I have several 12 x 12 Creative Memories scrapbooks, where most of the photos are stuck to the album. Of course, you can hire a professional to scan the photos for you, but I’m going to stick with options you can do yourself. Remember, in this scenario, your photos are stuck to the album, so you can’t remove them easily. And if you try to remove them, you could damage them.

Option 1: Use a smartphone app

There are several smart phone apps, but the two I like the best are Photomyne, which is available for iOS and Android, and Unfade Pro, only available for iOS. Unfade Pro still has a free version and Photomyne used to, but recently Photomyne made “free” so impossible to use that I ended up paying for the app. They also charge another fee for every additional thing it can do. I don’t mind paying for an app but I feel that Photomyne’s charges are excessive. But I digress…

Here’s how to use an app.

Place your photo near a window with good light but not direct sunlight.

Here I set my album on the floor next to a glass slider with indirect light. Each of these apps can detect the border of the photo and take a photo of it, and once the photo is taken, the app will straighten and crop it. So it’s a lot better than just taking a photo of a photo.

The Unfade Pro app scans one photo at a time, and the Photomyne app can scan multiple photos and crop them into individual photos. But that does make each photo smaller. So I prefer to scan one photo at a time.

The value of using a phone app is that it’s with you wherever you go and it’s fast and easy to use. I was at my husband’s college reunion recently and saw a photo brought by one of his classmates. I was able to grab my phone, open the app, and quickly take a photo of it. It came out great. The sides weren’t skewed like they would have been if I had simply taken a photo of it and it was nicely cropped.

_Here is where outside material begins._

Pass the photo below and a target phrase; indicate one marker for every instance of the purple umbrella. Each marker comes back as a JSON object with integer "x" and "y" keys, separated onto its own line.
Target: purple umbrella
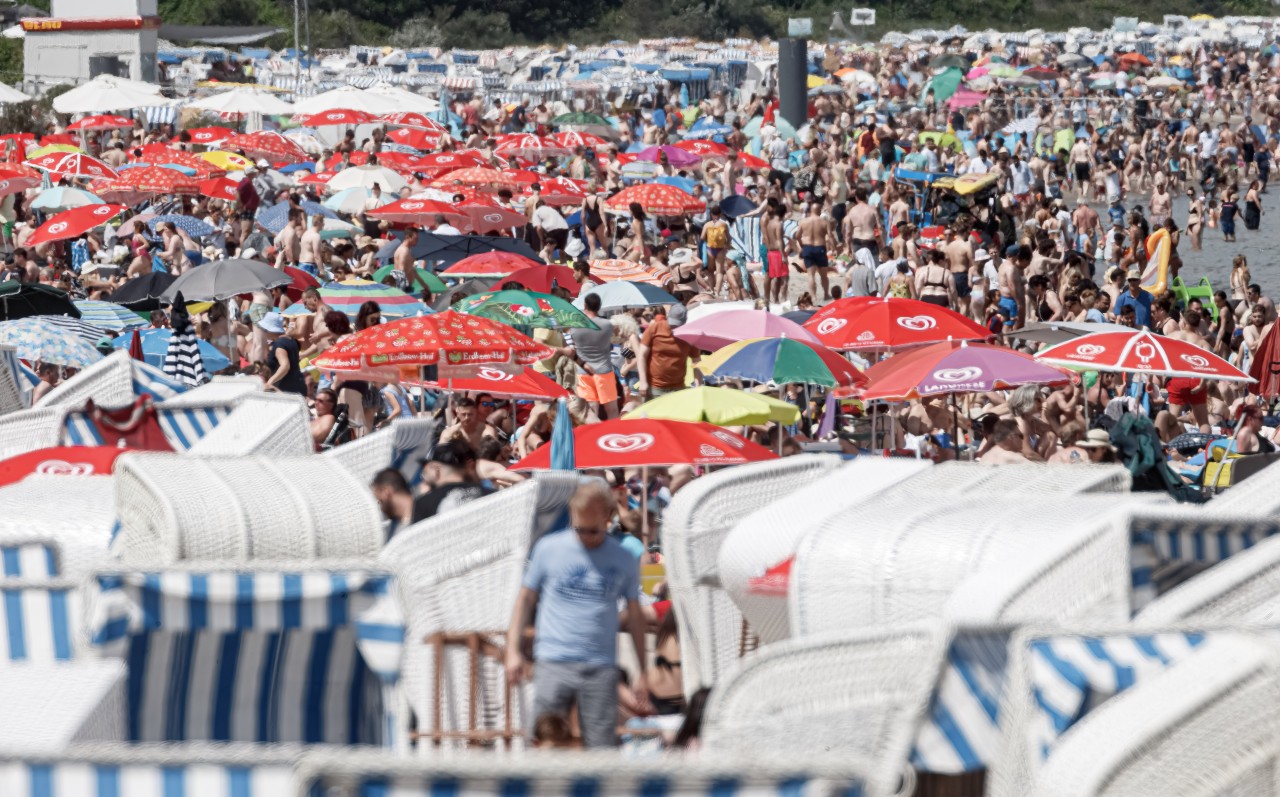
{"x": 675, "y": 156}
{"x": 721, "y": 329}
{"x": 951, "y": 367}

You might wonder if the quality is as good as just taking a photo. And the answer is yes. It’s as good as the quality of the camera in your phone, which for the most part is usually pretty good and even better with some of the newer phones. Of course, you can’t set the resolution you want, so you don’t have any control over the final size except for how close you get to the photo. But for most purposes, the size is going to be just fine; plenty big enough.

Option 2: Doxie Flip portable scanner

Another option is to use a dedicated scanner that you can flip over and set right on top of your photo album to scan a photo. That’s what the Doxie Flip scanner does. And it’s actually a very nice little scanner that’s small enough to easily take to a family reunion or to the house of a relative, especially if you have to fly somewhere. You can set the resolution to either 300 or 600 pixels per inch. The 600 option will make the photo twice as big as the original.

If you’re able to remove a photo, you can use it as a regular scanner. But if the photo is stuck, you can also remove the Doxie Flip lid, flip the scanner over and place it above the photo. The see through scanner bed allows you to actually see the photo so you can position the scanner properly.

The Doxie Flip has another cool function. If the photo is bigger than the size of the small scanner bed, just take several scans of the photo, making sure you include every part of the photo and the Doxie Flip software will stitch the photos together for you. Very cool.

Option 3: Flatbed scanner

The third option is to use a regular flatbed scanner. You’ll have to flip the photo album over and lay it on the scanner. I usually leave the lid open when I work with a bulky item like a large photo book.

If the album is big and heavy, it helps to place a box or stack of books next to the scanner to hold up the side not being scanned while you’re scanning the other side.

The photos aren’t likely to come out perfectly straight, so you’ll want to open the scan in a photo editing program like Photoshop or Photoshop Elements, where you can straighten and crop the photo. The nice thing about using a regular flatbed scanner is that you have total control over the scanning resolution. So if you need to increase the size of a photo, you can increase the resolution which increases the size.

All three of these options give you good quality photos and make it possible for your stuck photos to stay right where they are.